Here is an interesting article Lori Gilcrest sent to me.

It relates to a previous discussion we had on this blog about how everyone wants to be called an "Artist."  In my mind this was a very complex subject which touched on many complicated social and spiritual concepts. It brought up the Artist and not just a simple "starving artist" who is basically a loser....but a "working artist", where working hard is a "badge of professional virtue". Implying that a starving artist is unsuccessful while a hard working modern savvy intelligent artist is successful, good and makes money.

It brought up the centuries old idea of Artist while missing the entire point of starving artist. One whose integrity superseded monetary gain not one who couldn't "make it".This brought up many ideas like -Hard work means success? But is a hard working serial killer better than a starving serial killer. Does body count mean something?

Or does success means monetary success? Or does poverty mean success?
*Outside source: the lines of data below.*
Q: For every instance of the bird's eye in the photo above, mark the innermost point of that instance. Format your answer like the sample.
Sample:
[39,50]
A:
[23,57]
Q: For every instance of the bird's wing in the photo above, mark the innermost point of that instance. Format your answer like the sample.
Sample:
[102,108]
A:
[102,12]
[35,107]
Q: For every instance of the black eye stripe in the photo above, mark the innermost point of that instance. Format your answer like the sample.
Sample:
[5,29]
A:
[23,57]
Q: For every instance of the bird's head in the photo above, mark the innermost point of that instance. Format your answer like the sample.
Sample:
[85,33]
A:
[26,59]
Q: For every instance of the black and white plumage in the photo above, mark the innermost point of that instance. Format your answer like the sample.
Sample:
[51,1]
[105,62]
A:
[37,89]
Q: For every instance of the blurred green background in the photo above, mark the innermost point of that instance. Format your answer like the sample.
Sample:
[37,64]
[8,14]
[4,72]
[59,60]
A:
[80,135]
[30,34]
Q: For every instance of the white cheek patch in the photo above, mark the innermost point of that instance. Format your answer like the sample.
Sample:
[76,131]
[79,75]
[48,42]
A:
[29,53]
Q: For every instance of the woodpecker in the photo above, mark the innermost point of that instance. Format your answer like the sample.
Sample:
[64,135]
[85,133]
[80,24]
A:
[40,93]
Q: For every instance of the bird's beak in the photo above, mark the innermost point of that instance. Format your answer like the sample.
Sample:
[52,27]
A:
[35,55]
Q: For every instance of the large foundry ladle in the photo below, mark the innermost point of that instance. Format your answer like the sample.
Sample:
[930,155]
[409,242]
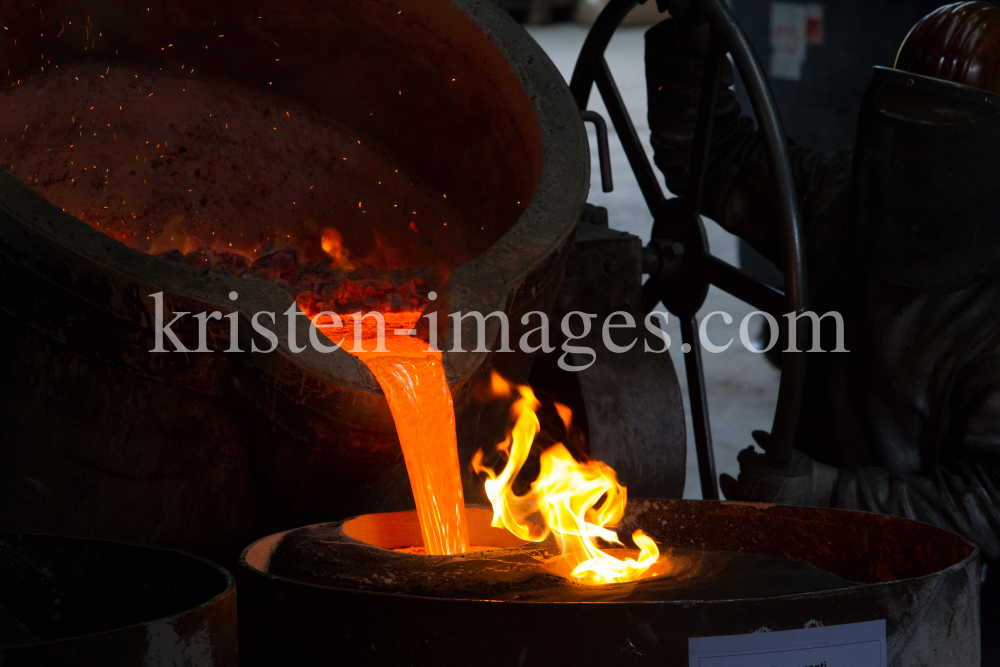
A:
[680,275]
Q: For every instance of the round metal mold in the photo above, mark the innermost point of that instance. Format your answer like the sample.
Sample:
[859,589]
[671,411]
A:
[923,581]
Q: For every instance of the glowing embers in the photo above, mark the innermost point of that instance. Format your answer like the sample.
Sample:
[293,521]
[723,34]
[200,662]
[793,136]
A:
[567,496]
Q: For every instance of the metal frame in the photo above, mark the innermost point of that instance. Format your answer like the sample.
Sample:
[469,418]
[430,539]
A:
[684,267]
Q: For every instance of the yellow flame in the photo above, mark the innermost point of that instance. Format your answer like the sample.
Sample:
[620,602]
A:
[568,497]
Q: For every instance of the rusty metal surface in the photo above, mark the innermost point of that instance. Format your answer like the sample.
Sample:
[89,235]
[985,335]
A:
[90,603]
[206,452]
[932,615]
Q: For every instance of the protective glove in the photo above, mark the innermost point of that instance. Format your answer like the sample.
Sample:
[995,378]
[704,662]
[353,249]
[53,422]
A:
[802,481]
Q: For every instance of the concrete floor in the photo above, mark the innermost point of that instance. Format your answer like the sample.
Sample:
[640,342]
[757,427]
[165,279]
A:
[742,386]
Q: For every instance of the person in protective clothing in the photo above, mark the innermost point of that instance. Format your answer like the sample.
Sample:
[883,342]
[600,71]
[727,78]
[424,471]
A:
[902,236]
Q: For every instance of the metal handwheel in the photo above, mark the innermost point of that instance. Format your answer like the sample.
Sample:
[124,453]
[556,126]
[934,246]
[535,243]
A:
[677,259]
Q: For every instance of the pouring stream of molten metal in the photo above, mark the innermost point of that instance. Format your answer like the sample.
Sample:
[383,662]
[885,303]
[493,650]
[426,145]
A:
[415,386]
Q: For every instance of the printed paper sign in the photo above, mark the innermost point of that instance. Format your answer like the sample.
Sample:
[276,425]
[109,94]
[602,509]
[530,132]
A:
[788,40]
[851,645]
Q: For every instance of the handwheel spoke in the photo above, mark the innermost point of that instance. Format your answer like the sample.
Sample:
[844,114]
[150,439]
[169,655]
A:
[734,281]
[702,144]
[699,409]
[637,159]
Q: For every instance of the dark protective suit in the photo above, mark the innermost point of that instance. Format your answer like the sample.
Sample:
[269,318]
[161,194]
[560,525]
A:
[911,415]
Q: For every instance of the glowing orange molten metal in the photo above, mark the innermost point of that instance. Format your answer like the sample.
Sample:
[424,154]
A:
[567,495]
[413,380]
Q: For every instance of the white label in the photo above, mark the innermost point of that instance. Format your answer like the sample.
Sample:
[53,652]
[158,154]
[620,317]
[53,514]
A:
[851,645]
[788,40]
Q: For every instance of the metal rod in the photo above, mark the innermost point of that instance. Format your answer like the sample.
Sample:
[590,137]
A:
[603,147]
[592,53]
[699,409]
[701,147]
[734,281]
[644,174]
[792,251]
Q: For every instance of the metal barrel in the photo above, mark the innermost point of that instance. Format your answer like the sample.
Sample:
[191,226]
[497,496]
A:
[923,581]
[76,602]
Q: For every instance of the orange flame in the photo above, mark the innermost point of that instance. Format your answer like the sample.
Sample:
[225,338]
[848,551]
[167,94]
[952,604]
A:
[567,495]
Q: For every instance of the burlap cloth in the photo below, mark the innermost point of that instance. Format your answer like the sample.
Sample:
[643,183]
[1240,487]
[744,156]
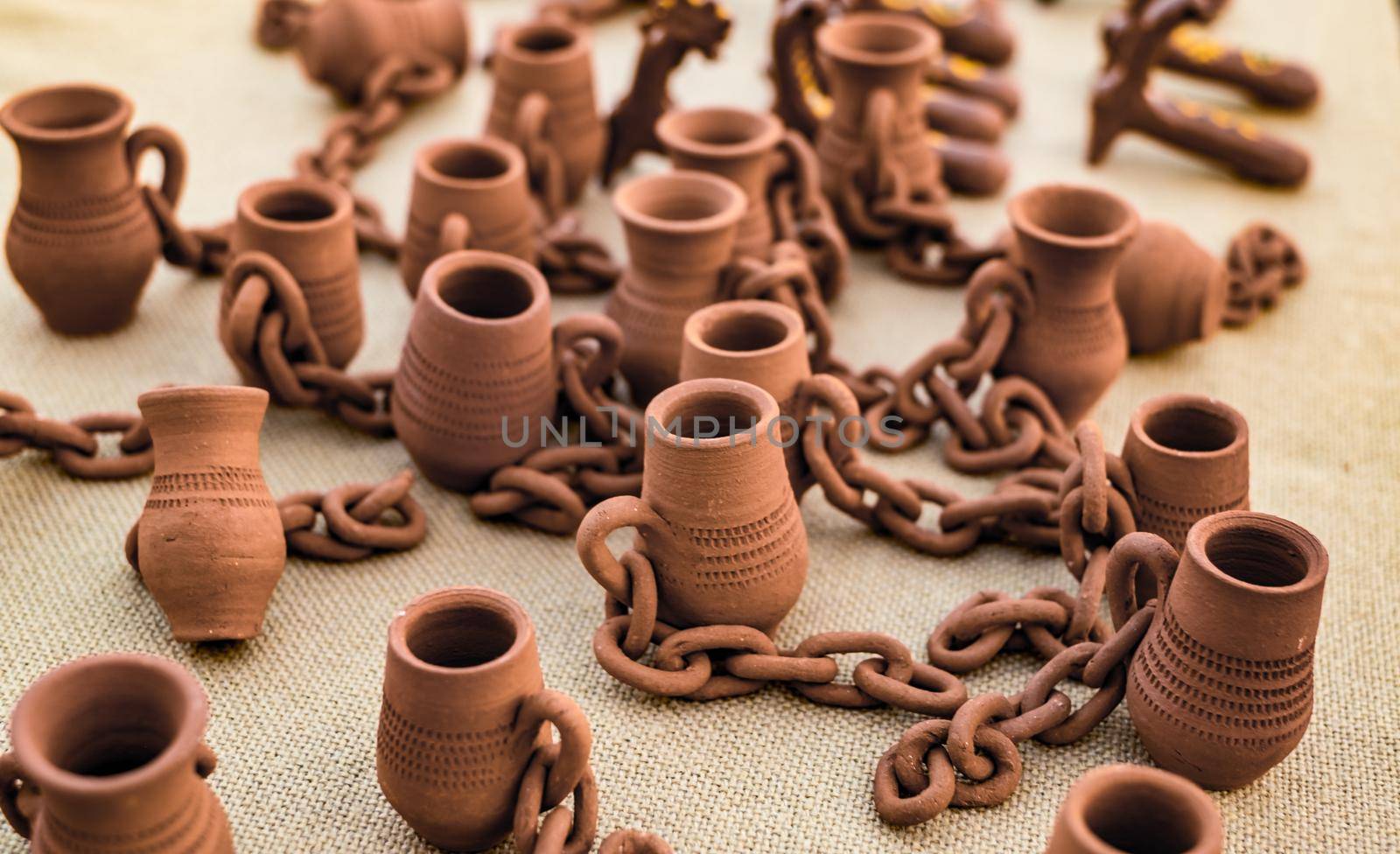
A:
[294,711]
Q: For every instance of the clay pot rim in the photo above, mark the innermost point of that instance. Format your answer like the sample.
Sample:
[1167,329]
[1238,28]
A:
[189,732]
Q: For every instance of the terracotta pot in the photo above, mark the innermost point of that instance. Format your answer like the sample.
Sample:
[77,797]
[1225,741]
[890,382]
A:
[464,709]
[737,144]
[466,193]
[308,228]
[478,361]
[679,230]
[1222,690]
[108,756]
[1189,455]
[1130,808]
[716,515]
[553,60]
[81,242]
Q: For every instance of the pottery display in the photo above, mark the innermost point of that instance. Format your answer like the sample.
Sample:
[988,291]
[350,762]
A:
[109,756]
[83,240]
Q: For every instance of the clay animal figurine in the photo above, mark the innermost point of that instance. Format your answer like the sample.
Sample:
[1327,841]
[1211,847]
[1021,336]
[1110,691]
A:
[464,710]
[109,756]
[83,237]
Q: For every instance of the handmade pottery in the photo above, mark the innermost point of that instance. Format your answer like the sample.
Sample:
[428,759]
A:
[716,517]
[308,228]
[1189,457]
[679,230]
[1222,690]
[83,240]
[476,363]
[466,193]
[737,144]
[464,709]
[209,541]
[108,756]
[1131,808]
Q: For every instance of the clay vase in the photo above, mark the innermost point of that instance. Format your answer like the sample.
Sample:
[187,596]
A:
[552,60]
[1169,289]
[1071,342]
[1189,457]
[737,144]
[466,193]
[210,545]
[464,709]
[83,240]
[716,517]
[679,230]
[476,364]
[308,228]
[1136,809]
[108,756]
[1222,690]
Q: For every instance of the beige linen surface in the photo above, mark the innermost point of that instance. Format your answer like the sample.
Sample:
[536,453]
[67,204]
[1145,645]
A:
[294,711]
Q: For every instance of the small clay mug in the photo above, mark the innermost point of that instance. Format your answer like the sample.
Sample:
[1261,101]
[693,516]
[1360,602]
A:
[466,192]
[464,709]
[1136,809]
[108,756]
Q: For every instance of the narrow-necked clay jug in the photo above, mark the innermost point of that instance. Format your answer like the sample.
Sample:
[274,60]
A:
[466,193]
[1136,809]
[83,240]
[718,515]
[738,144]
[1189,457]
[464,709]
[478,368]
[108,756]
[679,230]
[209,542]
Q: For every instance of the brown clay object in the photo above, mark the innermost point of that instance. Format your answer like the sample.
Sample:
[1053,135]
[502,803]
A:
[478,360]
[679,230]
[718,517]
[83,240]
[109,756]
[1136,809]
[466,193]
[464,709]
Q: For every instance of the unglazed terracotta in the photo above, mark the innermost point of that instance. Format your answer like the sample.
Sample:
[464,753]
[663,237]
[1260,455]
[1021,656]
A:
[464,709]
[1136,809]
[737,144]
[1189,457]
[1222,690]
[109,758]
[478,360]
[466,192]
[679,230]
[81,242]
[716,515]
[210,545]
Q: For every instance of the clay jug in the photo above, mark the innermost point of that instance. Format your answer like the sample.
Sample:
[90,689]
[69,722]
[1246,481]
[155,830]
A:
[1136,809]
[209,542]
[478,368]
[108,756]
[464,709]
[550,63]
[81,242]
[466,193]
[679,230]
[1222,690]
[308,228]
[738,144]
[1169,289]
[716,515]
[1189,457]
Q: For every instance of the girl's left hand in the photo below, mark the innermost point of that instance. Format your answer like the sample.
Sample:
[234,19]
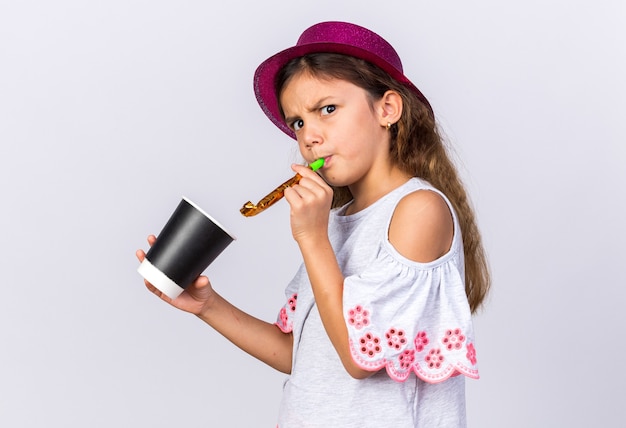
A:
[310,201]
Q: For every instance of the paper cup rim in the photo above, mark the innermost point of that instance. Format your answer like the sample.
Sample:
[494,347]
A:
[213,220]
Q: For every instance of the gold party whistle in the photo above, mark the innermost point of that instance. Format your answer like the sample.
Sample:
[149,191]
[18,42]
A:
[249,209]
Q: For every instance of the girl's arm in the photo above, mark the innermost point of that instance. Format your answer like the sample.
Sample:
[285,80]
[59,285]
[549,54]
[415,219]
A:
[310,202]
[262,340]
[421,230]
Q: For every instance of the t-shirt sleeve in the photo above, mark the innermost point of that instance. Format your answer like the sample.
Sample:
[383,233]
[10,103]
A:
[284,320]
[410,317]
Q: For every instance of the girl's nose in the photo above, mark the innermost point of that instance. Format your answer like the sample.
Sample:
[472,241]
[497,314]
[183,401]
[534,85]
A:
[311,136]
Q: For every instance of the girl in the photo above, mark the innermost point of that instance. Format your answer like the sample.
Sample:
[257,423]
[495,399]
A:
[377,326]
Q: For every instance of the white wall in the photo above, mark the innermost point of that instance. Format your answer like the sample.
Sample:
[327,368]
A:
[111,111]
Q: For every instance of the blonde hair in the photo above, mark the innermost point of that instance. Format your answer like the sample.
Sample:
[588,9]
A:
[416,147]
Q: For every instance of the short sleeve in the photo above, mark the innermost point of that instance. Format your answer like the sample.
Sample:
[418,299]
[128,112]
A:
[410,317]
[286,314]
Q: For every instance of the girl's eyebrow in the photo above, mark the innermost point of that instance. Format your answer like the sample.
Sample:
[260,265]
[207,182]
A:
[318,105]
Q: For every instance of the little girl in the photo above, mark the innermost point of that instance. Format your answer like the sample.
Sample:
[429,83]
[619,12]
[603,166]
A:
[376,330]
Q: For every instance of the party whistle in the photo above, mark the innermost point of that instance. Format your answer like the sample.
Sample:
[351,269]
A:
[249,209]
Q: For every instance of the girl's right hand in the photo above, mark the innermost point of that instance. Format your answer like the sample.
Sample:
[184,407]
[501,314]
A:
[196,297]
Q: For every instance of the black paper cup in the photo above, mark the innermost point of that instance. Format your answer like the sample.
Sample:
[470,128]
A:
[187,245]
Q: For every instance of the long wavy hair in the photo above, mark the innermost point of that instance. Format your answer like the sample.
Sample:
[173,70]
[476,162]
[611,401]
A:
[416,147]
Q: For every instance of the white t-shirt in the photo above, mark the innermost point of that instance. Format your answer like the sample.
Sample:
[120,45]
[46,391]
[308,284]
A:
[410,319]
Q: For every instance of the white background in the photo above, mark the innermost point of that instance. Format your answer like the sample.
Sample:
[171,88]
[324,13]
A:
[110,111]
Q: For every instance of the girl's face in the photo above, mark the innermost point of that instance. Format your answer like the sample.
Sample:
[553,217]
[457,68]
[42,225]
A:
[336,120]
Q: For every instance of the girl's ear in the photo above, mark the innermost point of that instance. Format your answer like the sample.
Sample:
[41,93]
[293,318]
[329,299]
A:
[390,108]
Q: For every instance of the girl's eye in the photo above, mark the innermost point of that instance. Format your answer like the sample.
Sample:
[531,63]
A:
[328,109]
[296,125]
Or is luck and financial backing part of success? So our modern trustafarians are simply successful because they started on a higher rung of the ladder? Or  is having a benefactor or group of benefactors mean success? Or is success time dependent?  You are successful today but maybe tomorrow you are a loser even though you are a hard working loser!

So I called for some definitions rather than just throwing around words and allowing everyone to define their own terms- which ruins all the self aggrandizing fun!

So Lori sent this article which is interesting as it discusses how the paradigm of "The Artist" has been obsolete for many decades how it moved to "the professional" and what is replacing it now. It does a much better job of capsulizing this complex cultural concept and how it is evolving than I was able to do.


The Death of the Artist—and the Birth of the Creative Entrepreneur



Comments

carter gillies said…
Did you catch the follow up essay by Robinson Meyer? Its worth considering.

http://m.theatlantic.com/technology/archive/2014/12/the-artist-lives/384125/

There was a lot in the Deresiewicz essay that sounded right, but I resented his conclusion that art was in danger of "sinking back to craft". The heirarchy that makes craft something lesser has never been justified to me.